There are two key questions arising from this data. The first is why fitness has such a protective effect against cancer. In short, the researchers don’t know. Their list of possibilities includes “improved respiratory function, decreased bowel transit time, better immune function, or reductions in systemic inflammation.”

The second question, closely related, is how much you can change it. “Fitness lowers your cancer risk” isn’t the same thing as “Exercise lowers your cancer risk.” By some estimates, your VO2max is more than 50 percent determined by your genes rather than your exercise habits. That leaves some ambiguity in the results. Is the link between fitness—i.e. VO2max—and cancer risk a direct consequence of your body’s ability to deliver oxygen to your muscles at a rapid rate? If that’s the case, and you happen to have a relatively high VO2max thanks to your genetics, you’re in luck. Or is the link between fitness and cancer risk simply a byproduct of the fact that most people with high VO2max exercise a lot? In that case, simply having a high VO2max isn’t helpful unless you’re also exercising and getting all the other benefits that exercise provides.

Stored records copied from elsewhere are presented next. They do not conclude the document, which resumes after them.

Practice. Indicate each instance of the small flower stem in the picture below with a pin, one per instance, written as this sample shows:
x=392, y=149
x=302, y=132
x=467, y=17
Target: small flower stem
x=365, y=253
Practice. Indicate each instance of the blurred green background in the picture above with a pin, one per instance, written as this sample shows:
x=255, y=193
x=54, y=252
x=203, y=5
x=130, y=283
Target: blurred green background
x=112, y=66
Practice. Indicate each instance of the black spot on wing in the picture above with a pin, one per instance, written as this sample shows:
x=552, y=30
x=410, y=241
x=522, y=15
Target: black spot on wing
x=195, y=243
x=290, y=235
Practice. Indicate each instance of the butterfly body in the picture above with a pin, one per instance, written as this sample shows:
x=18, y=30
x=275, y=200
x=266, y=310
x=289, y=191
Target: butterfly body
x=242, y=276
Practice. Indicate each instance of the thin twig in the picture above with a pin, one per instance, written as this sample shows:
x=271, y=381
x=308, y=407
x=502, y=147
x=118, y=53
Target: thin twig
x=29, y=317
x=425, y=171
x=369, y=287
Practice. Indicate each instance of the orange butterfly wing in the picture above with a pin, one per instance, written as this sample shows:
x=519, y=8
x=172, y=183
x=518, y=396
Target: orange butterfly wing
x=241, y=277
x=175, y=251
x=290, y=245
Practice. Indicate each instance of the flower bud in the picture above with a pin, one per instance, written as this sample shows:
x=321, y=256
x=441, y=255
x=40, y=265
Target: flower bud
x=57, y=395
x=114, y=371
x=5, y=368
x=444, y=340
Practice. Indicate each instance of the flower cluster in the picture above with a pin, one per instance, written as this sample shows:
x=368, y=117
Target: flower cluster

Along those lines, it’s worth noting that other studies like the famous National Runners’ Health Study have previously found links between exercise levels and cancer. In a multi-decade analysis of 92,000 runners and walkers, those running more than about 15 miles per week were 76 percent less likely to be diagnosed with kidney cancer compared to those doing less than 5 miles per week; a similar analysis found a 40 percent reduction in brain cancer risk. (Another methodological note: in these studies and the Henry Ford study, they did sensitivity analyses, excluding anyone who was diagnosed within a few years of their enrollment in the study to avoid the reverse causation problem of as-yet-undiagnosed sick people exercising less or scoring lower on the fitness test.)

Ambiguities aside, the bottom line is that physical fitness lowers your cancer risk, and the best way to improve your fitness is by exercising. You probably already knew that; but maybe, like me, you didn’t really have a sense of quite how stark the cancer link is. At this very moment, scientists around the world are racing to decode precisely what molecular pathway or genetic switch is responsible, with the ultimate goal of bottling it. Each forward step they take will produce optimistic headlines. I really hope they succeed, needless to say. But until they do, the best non-miracle-cure advice I’ve got is to tune out the noise and get as fit as you can.